Perhaps that's the right place for your tools as well?

Thanks,
Florian

^ permalink raw reply	[flat|nested] 5+ messages in thread

* Re: Linux kernel debugging and other features
  2019-05-13 20:20 Linux kernel debugging and other features Thomas Caputi
  2019-05-14  8:34 ` Florian Weimer
@ 2019-05-14 13:49 ` Philipp Rudo
  2019-05-15 13:28   ` Thomas Caputi
  1 sibling, 1 reply; 5+ messages in thread
From: Philipp Rudo @ 2019-05-14 13:49 UTC (permalink / raw)
  To: Thomas Caputi; +Cc: gdb, Florian Weimer, Dave Anderson

Hi Tom,

that really sounds like a great piece of code you are having. A little back I
worked at a similar project with focus on dump debugging on s390 [1].
Unfortunately the project never made it beyond the prototype...

My approach back then was to include everything directly into GDB without
using any python scripts whatsoever.
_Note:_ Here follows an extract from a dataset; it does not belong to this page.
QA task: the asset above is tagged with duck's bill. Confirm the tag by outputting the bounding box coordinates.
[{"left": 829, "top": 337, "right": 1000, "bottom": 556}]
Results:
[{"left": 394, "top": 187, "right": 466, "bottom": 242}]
All in all it worked quite well and
allowed walking the task_struct and converting them to gdb threads,
create backtrace of kernel threads and loading kernel modules as 'shared
libraries'.

However there where also some drawbacks. As it was directly included into gdb
only elf dumps could be inspected. The virtual address translation was a
little bit shaky as addresses in gdb are represented by simple ulongs without
any information about the address space. Furthermore I concentrated on
post-mortem dumps, exactly for the problems you describe below...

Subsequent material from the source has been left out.